About Milliman
Milliman is among the world's largest providers of actuarial and related products and services. Our mission is to serve our clients to protect the health and financial well-being of people everywhere. Founded in 1947, Milliman is an independent firm with offices in major cities around the globe. We are owned and managed by our principals—senior consultants whose selection is based on their technical, professional, and business achievements. Milliman serves the full spectrum of business, financial, government, union, education, and nonprofit organizations. In addition to our consulting actuaries, Milliman's body of professionals includes numerous other specialists, ranging from clinicians to economists.
About Milliman’s MedInsight Team
The Milliman MedInsight practice has assisted many healthcare organizations in evaluating and developing solutions to complex business problems. Our consultants are experienced in the key issues related to healthcare operations and the use of technology to support those operations. Because of our focus on those unique technology and operations issues facing the healthcare industry, we are uniquely qualified to assist organizations in solving complex business problems. Our Health IT software team has been developing and selling data warehousing solutions for over twelve years.
Job Summary
We are seeking a passionate and skilled Machine Learning and AI Engineer to join our innovation Healthcare IT team. This role focuses on developing cutting-edge AI models, including Generative AI and agentic AI systems, to analyze healthcare complex claims datasets to extract valuable insights and create further analytics such as models for anomaly detection and predictive insights. The ideal candidate will have experience in machine learning, data analysis, and cloud-based platforms, specifically Databricks and Azure, and will play a key role in shaping the future of AI-driven healthcare solutions.
Key Responsibilities:
- Design, develop, and optimize AI/ML models for tasks such as anomaly detection, fraud detection, and predictive analytics using healthcare claims data.
Implement and fine-tune Generative AI and agentic AI algorithms for data synthesis and decision-making.
- Work with large-scale structured and unstructured healthcare claims data to preprocess, clean, and transform datasets for ML pipelines using Pyspark and other relevant tools.
- Perform exploratory data analysis to understand data characteristics and identify potential insights Engineer relevant features to improve model performance.
- Develop and fine-tune machine learning models using techniques like regression, classification, clustering, and time series analysis.
- Employ advanced techniques like deep learning and natural language processing when appropriate.

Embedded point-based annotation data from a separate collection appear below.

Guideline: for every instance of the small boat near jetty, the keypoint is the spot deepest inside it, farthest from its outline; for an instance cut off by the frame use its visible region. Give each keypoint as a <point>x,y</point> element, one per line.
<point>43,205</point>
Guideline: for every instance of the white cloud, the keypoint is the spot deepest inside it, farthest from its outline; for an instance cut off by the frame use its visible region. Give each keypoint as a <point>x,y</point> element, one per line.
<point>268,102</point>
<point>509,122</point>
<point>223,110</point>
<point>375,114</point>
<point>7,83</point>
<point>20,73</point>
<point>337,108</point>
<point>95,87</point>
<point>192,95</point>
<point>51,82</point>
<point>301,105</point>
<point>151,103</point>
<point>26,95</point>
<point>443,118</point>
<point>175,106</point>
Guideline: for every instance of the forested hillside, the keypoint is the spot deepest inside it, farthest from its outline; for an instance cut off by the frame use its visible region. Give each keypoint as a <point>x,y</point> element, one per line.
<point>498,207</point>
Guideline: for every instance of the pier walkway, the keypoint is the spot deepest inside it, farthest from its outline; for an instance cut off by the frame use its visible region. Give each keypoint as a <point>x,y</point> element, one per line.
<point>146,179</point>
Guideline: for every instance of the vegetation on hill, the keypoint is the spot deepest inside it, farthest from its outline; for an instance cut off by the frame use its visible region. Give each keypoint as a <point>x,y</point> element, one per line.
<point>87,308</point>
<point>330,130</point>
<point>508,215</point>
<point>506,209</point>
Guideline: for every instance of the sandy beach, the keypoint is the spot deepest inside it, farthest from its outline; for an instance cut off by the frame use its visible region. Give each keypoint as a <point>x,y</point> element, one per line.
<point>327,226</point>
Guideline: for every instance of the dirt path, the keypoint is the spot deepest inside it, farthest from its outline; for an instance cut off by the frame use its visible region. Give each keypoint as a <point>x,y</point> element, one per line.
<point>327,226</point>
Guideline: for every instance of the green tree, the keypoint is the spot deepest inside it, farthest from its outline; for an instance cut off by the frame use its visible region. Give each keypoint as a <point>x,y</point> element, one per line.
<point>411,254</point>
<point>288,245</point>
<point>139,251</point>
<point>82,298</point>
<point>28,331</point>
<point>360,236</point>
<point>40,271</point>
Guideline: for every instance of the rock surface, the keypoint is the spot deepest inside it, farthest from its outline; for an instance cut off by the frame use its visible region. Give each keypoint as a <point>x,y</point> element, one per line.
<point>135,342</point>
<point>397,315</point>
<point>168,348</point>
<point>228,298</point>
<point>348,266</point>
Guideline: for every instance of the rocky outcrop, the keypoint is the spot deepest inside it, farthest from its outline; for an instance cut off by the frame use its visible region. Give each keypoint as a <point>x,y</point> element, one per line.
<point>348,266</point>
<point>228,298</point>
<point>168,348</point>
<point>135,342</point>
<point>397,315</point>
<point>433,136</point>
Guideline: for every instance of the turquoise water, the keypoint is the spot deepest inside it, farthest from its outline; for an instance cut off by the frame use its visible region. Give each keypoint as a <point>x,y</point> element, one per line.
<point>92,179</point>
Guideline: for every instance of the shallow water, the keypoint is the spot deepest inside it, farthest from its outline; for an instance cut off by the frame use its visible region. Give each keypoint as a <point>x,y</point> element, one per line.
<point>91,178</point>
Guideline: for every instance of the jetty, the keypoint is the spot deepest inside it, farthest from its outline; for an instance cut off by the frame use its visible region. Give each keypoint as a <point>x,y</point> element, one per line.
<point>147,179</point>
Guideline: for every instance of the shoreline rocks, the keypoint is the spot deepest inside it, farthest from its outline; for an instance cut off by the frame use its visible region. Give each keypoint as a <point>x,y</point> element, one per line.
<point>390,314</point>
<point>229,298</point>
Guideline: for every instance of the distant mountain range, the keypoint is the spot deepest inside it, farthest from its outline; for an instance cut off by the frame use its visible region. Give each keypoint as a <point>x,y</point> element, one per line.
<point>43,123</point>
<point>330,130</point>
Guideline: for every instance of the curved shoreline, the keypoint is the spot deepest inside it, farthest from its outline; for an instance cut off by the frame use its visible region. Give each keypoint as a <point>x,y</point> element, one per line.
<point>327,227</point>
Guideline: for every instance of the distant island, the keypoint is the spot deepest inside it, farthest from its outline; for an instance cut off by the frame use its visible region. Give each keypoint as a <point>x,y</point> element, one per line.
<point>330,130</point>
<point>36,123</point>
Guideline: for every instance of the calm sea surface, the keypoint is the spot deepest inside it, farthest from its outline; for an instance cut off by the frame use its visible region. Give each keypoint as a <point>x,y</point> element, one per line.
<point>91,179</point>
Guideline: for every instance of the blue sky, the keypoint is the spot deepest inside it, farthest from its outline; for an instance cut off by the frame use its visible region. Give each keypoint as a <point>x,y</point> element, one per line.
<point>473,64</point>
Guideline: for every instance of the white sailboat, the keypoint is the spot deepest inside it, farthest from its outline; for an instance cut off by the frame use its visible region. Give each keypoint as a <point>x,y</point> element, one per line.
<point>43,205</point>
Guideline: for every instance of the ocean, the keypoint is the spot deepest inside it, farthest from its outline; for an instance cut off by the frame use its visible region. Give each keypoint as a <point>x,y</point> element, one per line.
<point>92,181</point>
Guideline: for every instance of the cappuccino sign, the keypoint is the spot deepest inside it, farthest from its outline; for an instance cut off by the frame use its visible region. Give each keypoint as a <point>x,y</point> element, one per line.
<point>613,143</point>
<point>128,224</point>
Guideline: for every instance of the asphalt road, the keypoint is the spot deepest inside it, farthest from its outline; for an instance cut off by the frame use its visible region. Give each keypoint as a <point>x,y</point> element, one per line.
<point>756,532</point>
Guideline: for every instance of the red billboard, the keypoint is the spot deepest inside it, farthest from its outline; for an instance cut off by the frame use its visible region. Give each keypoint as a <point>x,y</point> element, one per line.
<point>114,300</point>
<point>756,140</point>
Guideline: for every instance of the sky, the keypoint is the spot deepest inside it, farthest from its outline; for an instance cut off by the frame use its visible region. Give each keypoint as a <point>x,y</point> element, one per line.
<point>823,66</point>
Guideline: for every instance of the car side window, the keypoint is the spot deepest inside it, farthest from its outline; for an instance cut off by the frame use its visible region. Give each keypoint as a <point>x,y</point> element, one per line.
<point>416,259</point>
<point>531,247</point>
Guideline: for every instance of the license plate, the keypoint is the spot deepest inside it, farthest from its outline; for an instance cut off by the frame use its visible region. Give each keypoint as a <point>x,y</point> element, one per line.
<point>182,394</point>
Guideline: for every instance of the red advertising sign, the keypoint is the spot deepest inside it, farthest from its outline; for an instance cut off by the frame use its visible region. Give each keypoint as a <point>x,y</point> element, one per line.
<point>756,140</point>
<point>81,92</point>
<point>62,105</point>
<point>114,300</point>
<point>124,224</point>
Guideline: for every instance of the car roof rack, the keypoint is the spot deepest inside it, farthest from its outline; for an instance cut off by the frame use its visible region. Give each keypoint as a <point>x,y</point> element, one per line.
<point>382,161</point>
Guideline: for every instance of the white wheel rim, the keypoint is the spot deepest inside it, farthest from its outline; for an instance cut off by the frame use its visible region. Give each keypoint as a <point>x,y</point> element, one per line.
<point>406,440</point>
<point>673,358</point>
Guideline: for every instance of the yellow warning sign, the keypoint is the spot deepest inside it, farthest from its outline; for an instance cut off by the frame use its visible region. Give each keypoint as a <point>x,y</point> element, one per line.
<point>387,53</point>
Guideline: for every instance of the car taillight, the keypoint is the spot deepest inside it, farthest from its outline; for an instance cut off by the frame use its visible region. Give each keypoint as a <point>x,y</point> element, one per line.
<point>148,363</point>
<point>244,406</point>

- Build and maintain scalable data pipelines on Databricks and Azure.
- Collaborate with cross-functional teams, including data engineers, software developers, and healthcare domain experts, to integrate AI solutions into existing workflows.
- Deploy machine learning models into production environments and monitor their performance over time.
- Stay updated with advancements in AI/ML technologies and propose innovative approaches for solving complex healthcare challenges.
- Experiment with state-of-the-art frameworks and techniques to improve model performance and scalability.
- Communicate complex technical concepts to both technical and non-technical audiences.
- Ensure all models and workflows comply with relevant data privacy and security standards (e.g., HIPAA).
- Document processes, results, and best practices for knowledge sharing and reproducibility.
Required Qualifications:
Educational Background:
- Bachelor's or Master’s degree in Computer Science, Data Science, Machine Learning, Artificial Intelligence, or a related field.
- Certifications in Azure, Databricks, or relevant AI/ML technologies are a plus.
Professional Experience:
- 2-5 years of hands-on experience in designing and implementing machine learning models, preferably in the healthcare or insurance domain.
- Experience working with cloud-based platforms like Azure and Databricks for data processing and model deployment.
- Strong proficiency in Python, SQL, and relevant ML libraries/frameworks (e.g., TensorFlow, PyTorch, scikit-learn).
- Expertise in data manipulation and analysis using Pandas, NumPy, and PySpark and cloud platforms (Azure, AWS, GCP), with a focus on Azure Databricks.
- Experience in building and fine-tuning anomaly detection algorithms and predictive models. Experience with data visualization tools (Power BI, Tableau, Matplotlib, Seaborn).
- Familiarity with healthcare claims data structures, terminologies (e.g., ICD codes, CPT codes), and workflows.
Understanding of healthcare compliance and data privacy standards (e.g., HIPAA).
Soft Skills:
- Strong analytical and problem-solving skills with attention to detail.
- Excellent communication and collaboration skills for working in cross-functional teams.
- Ability to manage multiple priorities in a fast-paced environment.
- Ability to work independently and collaboratively in a fast-paced environment.
- Passion for data and a drive to uncover insights.
Preferred Qualifications:
- Experience with Generative AI frameworks (e.g., GPT models, VAEs) and agentic AI systems.
- Knowledge of healthcare fraud detection systems or predictive analytics in insurance.
- Familiarity with MLOps practices, including model versioning, monitoring, and CI/CD pipelines.